Le plein matériel industriel génère donc du vide humain et virtualise les conditions d’existence humaine. Le monopole de la mégamachine détruit les savoirs-faire, les savoirs-désirer mais aussi les savoirs-penser. Tous ces artefacts fracturent les liens et amènent à l’insignifiance. La bêtise se systématise au sein du techno-capitalisme consumériste. Les sociétés incontrôlables se remplissent d’individus désaffectés, où les activités cognitives sont prolétarisées par les machines numériques.

Stopper l’insignifiance

Silencieusement, une formidable régression s’est mise en place : une non-pensée produisant cette non-société, un racisme social. Or pour marcher d’une manière libre, égalitaire et juste, la société capitaliste doit mourir et la technique doit être démystifiée. La fétichisation de la puissance économique et echnique, si elle ne s’arrête pas, dissoudra la Nature et les humains avec. Bien que distrait par les médias, notre univers n’est pas artificiel et notre existence ne se délègue pas.

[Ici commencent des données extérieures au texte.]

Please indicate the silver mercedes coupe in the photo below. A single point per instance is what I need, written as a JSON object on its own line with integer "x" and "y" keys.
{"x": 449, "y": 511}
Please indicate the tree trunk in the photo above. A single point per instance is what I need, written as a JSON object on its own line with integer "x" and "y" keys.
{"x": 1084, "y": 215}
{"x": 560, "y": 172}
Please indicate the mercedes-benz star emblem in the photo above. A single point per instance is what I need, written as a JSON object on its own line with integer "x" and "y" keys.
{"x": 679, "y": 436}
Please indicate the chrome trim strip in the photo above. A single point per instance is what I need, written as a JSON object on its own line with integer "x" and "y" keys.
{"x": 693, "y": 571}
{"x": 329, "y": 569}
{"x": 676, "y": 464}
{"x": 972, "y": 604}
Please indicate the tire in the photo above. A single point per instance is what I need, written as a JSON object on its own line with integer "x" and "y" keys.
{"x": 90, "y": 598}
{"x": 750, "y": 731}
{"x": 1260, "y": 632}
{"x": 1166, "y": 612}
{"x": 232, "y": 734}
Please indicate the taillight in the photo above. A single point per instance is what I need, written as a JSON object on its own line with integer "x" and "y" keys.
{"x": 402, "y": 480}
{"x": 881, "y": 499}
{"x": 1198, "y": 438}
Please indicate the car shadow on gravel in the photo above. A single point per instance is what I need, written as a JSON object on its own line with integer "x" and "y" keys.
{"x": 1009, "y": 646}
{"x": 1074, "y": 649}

Rejeter l’univers synthétique et technicisé qu’est devenu notre monde, en l’espace de seulement deux siècles, est une nécessité. Se refuser à la résignation et maintenir l’espérance de le démanteler est un objectif. Agir de façon fédérer pour sortir de la reproduction de l’ordre techno-industriel est un moyen. Révolutionner nos valeurs et aspirations peut permettre un changement de civilisation. Proposer d’autres manières de vivre, de travailler et de faire société est une fenêtre de possibilités.

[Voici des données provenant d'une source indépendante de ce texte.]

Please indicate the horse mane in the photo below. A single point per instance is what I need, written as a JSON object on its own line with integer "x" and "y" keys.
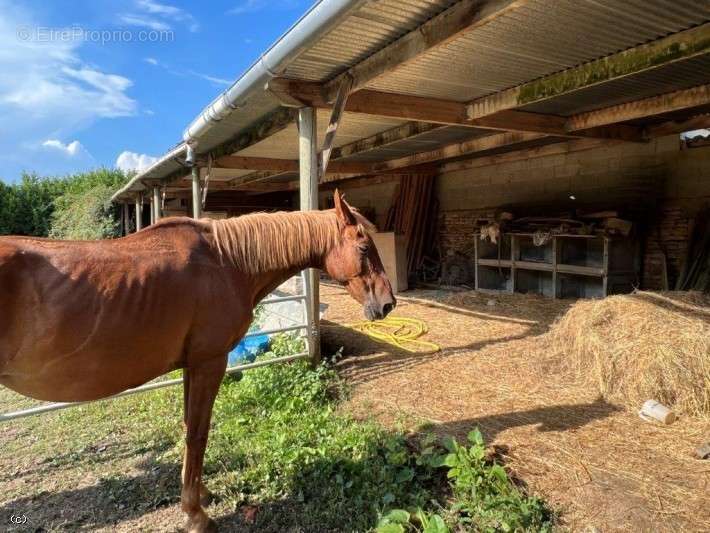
{"x": 262, "y": 242}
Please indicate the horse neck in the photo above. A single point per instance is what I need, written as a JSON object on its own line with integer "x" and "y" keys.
{"x": 271, "y": 248}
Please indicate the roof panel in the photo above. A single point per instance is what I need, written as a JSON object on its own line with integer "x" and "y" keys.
{"x": 539, "y": 38}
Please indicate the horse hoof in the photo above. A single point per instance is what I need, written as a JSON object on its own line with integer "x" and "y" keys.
{"x": 202, "y": 524}
{"x": 205, "y": 497}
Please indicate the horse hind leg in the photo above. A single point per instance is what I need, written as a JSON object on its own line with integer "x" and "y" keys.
{"x": 202, "y": 386}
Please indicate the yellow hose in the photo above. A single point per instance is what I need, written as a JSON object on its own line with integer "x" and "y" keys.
{"x": 399, "y": 331}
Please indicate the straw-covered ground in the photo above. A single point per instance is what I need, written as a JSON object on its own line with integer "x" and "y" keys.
{"x": 502, "y": 369}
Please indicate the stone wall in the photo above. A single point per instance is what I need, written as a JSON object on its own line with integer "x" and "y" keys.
{"x": 662, "y": 185}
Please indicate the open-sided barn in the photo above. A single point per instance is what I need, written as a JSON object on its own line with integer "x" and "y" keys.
{"x": 437, "y": 118}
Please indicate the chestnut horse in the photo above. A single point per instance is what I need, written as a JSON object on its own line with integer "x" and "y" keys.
{"x": 86, "y": 320}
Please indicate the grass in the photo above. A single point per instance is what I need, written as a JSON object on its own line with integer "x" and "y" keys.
{"x": 281, "y": 458}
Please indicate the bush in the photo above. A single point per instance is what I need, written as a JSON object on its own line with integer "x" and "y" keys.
{"x": 85, "y": 210}
{"x": 26, "y": 207}
{"x": 76, "y": 206}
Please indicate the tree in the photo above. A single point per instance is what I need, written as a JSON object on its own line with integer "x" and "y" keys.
{"x": 76, "y": 206}
{"x": 85, "y": 210}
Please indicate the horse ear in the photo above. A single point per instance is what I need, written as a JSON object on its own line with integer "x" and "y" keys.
{"x": 343, "y": 211}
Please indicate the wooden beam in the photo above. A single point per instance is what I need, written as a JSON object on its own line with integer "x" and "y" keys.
{"x": 335, "y": 117}
{"x": 284, "y": 165}
{"x": 446, "y": 26}
{"x": 467, "y": 148}
{"x": 674, "y": 127}
{"x": 408, "y": 131}
{"x": 273, "y": 123}
{"x": 445, "y": 112}
{"x": 645, "y": 58}
{"x": 656, "y": 105}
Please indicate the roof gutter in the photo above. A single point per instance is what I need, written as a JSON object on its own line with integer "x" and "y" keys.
{"x": 319, "y": 20}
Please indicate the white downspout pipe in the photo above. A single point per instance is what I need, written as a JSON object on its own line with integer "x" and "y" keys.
{"x": 319, "y": 20}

Défaire les communs négatifs pour faire communs donc. Poursuivre les luttes défensives pour sauver ce qui peut encore l’être, sans se faire d’illusions, et agir pour fédérer des places de villages autogérées et auto-instituées. Remplacer les technologies zombies par des savoirs-faire artisans et refuser de parvenir pour toucher les confins de notre monde encore vivant. S’engager sur ce chemin de crête peut être une façon de préserver sa dignité en tant que sujet humain.

Face à l’absurde d’une civilisation mortifère et nécrophile prenant comme symbole la chute, le suicide, la médiocrité et l’échec, l’humanité ne peut pas rester amorphe. Face à l’effondrement de la vie et ‘étiolement de la beauté, à la privatisation des cieux et de la liberté, le règne des ingénieurs et des milliardaires doit cesser. La civilisation pousse donc son dernier cri et dans cette veulerie émétique d’une société malade, le futur doit être considéré dans son altérité par rapport au présent.

Car les changements incertains qui fondent le temps produiront nécessairement un futur autre.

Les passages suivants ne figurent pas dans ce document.